I also like this Alternet story about Susan Collins trying to absolve herself of blame, and the disastrous results:
www.alternet.org/...
‘Very concerned’ Susan Collins tried to rally Maine with a hopeful COVID-19 message — and it didn’t go well: ‘You own this mess’
I am hopeful that this pattern among Rethugs will be replayed elsewhere, especially in states where the governor is being spectacularly incompetent, like Florida, Georgia and Tennessee.
I am also working on a piece to go up on LinkedIn and on my mailing list, that I will also link here somewhere, about the implications of the pandemic for state and local government credit quality and the implications for needed funding of infrastructure, such as climate-related resiliency projects. I have run into “Amadeus syndrome”: too many notes.

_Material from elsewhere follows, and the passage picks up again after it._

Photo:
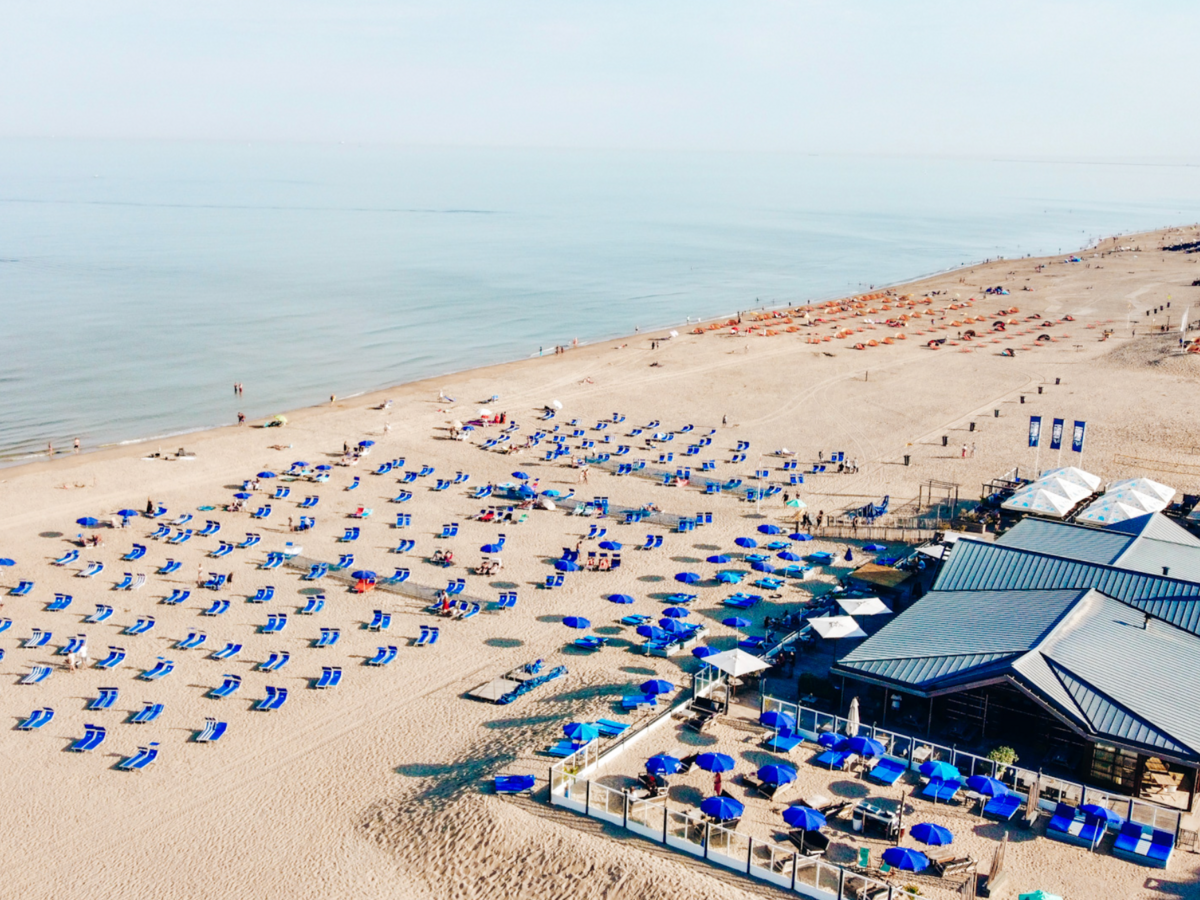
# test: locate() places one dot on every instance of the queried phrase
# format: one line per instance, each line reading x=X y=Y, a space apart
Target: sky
x=1029 y=78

I also end by noting that some church and writer or other pointed out that having empty churches today is OK; after all, on Easter, Jesus’ tomb was reportedly empty, too.
www.al.com/...
- News
Empty tomb, empty churches: finding joy in online Easter
Hey, I’m a Jewish agnostic. What do I know? Btw, Boris Johnson was just discharged from the hospital, so his tomb is empty, too.
Have a great goodgnusEaster, 2Thanks et al.